In the end, the important thing for the US to take notice is that China's military upgrading is proceeding apace and will catch up with the American level within 10 years.  And that it will exceed the American level beyond 10 years.  Therefore, the question is not what the China will do but what the US is going to do?  For example, will the US continue its pointless pivot to Asia?  Even without China revealing more of its military capability and intentions, it should be enough to the US that it is heading into a hornets' nest in Asia.  So instead of asking for more data, the US should realize that it has no future in Asia if it tried to intimidate China.  America will only end by being banned from Asia if it continued to encircle and incite attacks against China.

[1] J-15 production line.

http://v.ifeng.com/mil/arms/201305/4c40e176-b9fb-4c67-a211-85b816082cea.shtml

Leonard R.
May 12, 2013 at 10:24

Prof. Holmes: "When U.S. officials hector Beijing about transparency, I think they're really pleading with Chinese leaders…"

Correct. And it is time to stop pleading. Chinese leaders have been very transparent. They are launching cyber attacks against the Unted States government. They make no secret of the fact they want the United States to abandon US citizen populations, territories and US allies in the west central Pacific. And the PLA is arming itself with the intention of fighting a war with the United States. How much more transparent can hey get? 

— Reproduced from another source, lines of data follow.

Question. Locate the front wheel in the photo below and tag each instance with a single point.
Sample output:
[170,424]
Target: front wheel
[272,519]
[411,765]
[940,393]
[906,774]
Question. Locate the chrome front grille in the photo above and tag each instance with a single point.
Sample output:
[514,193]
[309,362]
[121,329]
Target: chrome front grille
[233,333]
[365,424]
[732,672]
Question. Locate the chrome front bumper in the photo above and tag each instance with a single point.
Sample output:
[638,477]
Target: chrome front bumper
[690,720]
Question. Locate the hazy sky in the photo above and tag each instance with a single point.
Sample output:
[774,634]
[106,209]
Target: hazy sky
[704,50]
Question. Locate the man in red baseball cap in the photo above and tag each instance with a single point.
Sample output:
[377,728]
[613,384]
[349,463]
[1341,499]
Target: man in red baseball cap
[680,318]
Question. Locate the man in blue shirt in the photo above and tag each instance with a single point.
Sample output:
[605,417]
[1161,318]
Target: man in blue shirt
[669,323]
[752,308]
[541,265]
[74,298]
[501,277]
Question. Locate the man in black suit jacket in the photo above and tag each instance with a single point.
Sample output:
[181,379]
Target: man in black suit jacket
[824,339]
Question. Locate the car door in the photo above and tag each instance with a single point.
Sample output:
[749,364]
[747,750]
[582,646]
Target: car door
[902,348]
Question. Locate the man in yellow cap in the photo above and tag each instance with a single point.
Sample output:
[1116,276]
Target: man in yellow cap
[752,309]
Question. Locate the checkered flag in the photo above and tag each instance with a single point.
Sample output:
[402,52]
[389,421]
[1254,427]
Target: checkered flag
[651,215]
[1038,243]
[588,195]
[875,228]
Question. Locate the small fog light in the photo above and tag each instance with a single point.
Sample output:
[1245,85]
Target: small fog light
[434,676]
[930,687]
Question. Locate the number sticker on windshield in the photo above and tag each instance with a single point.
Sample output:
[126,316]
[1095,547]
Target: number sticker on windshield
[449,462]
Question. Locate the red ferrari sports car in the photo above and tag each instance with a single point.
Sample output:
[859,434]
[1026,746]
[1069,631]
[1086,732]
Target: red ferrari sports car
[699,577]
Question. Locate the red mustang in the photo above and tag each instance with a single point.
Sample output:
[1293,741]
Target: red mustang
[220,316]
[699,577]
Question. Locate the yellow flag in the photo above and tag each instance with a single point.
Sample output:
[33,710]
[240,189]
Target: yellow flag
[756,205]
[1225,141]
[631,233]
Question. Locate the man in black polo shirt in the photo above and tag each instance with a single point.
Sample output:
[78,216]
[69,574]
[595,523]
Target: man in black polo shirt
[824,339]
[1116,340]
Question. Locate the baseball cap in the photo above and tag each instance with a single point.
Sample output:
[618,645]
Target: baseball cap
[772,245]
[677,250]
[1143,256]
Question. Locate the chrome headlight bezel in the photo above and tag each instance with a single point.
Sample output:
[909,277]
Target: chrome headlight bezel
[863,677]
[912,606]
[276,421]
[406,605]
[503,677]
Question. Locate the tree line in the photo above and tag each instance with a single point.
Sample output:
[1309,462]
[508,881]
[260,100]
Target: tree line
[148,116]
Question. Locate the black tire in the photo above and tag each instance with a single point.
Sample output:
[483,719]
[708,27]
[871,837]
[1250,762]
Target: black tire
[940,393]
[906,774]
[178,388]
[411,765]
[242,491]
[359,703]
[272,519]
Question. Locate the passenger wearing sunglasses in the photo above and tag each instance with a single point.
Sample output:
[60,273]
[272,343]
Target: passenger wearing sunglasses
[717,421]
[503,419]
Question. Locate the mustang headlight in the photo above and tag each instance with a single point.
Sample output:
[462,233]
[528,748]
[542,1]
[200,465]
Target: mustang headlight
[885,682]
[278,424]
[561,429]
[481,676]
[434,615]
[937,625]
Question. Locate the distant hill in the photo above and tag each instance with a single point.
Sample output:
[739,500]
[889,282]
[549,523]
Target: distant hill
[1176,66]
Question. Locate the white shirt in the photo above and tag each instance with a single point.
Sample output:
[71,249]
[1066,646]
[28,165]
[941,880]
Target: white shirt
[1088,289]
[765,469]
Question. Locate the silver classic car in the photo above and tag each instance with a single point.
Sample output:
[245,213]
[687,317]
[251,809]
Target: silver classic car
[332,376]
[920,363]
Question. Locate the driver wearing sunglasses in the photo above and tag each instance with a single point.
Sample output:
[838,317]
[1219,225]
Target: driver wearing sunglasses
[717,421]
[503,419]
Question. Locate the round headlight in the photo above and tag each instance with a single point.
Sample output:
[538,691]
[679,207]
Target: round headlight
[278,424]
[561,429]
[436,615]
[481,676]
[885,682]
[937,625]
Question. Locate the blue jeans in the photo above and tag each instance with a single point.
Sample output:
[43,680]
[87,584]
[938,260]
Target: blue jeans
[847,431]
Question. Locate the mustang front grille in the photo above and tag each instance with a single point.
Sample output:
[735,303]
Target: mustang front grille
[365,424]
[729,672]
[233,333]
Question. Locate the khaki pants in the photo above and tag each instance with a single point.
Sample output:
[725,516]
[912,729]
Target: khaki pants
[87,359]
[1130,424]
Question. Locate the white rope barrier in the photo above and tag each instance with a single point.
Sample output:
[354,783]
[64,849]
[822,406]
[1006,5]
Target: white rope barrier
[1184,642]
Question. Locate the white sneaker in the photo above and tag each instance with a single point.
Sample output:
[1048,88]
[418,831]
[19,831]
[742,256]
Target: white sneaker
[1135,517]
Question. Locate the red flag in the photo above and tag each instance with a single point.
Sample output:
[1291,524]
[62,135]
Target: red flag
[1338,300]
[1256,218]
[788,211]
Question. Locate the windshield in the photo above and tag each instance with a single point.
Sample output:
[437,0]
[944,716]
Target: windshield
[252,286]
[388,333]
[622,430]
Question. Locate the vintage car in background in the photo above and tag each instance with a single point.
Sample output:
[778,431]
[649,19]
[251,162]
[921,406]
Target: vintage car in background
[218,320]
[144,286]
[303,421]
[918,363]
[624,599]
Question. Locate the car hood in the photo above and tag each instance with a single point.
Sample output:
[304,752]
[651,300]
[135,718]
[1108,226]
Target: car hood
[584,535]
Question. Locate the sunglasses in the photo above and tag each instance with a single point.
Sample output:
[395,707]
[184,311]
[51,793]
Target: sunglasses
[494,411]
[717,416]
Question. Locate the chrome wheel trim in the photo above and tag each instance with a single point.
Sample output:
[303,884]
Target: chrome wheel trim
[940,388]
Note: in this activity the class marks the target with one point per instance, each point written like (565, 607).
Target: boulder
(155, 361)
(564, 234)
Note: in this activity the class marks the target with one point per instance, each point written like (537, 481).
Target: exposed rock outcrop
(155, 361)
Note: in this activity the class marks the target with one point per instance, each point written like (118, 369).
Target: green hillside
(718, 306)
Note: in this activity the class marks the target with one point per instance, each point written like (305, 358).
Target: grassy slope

Beijing can be accused of many things but a lack of transparency should not be one of them. Beijing's actions have been very clear. Only delusional fools would fail to see what it is up to. 

applesauce
May 11, 2013 at 16:33

very true for the most part. as 2020 approaches the chinese government will be looking at its promises to its people and dressing up areas where its lacking and this may cause some problems. and while the PLA is far less transperent than the US military, the US government demands for tranparency is unachievable and US military itself fails to meet many of those demands(for instance, the black budgets), they should meet somewhere in the middle. and for the last part, i dont think china perticularly wants to change the world order, however simply due to its size and reach, things simply cannot stay the same, the world and specifically the US, can either make room, share power, at least in asia pacific or see a china forced to push and shove its way into top power status.

Oro Invictus
May 11, 2013 at 05:02

Ah, Dr. Holmes, I do like reading your articles, if only because you’re one of the few writers here who makes a concerted effort to inject a little humour into his writing; still, I really do wish you’d go more in depth on matters. Indeed, when you end articles with something along the lines of “One hopes the Defense Department will take a more textured view of China's rise than is on display here”, it begs the question: What do you believe such a view would constitute? Is it simply one which is more pragmatic and less assigned to base ideological leanings? Or is it something more complex? Even fleshing out some of your various points with specific examples (i.e. the PRC’s failing to meet its shale gas extraction infrastructure deadlines for the first point) or links to further reading would be appreciated.

Then again perhaps you view this blog as less a tool for information dissemination and more one for inspiring dialogue (though, the two are not exclusive); in this case, the brevity is understandable. Still (and this is more of a general suggestion for The Diplomat as a whole), to get a better idea of the author’s thoughts, it would be quite nice to have the articles’ authors participate in the comments sections more (as they used to do)

markbc
May 11, 2013 at 00:18

Nicely done; expecially the point made in the final (1) comment: a warning not to lose site of the forest for the treees. Homes' point about the report's perspective on PLA transparancy is on the mark as well. China anaysis is always a batch of complex factors and usually difficult to package in a succint, useful document. However, the DoD China report is useful and has grown better, with greater clarity and more focus, in recent years.   Thanks for this piece!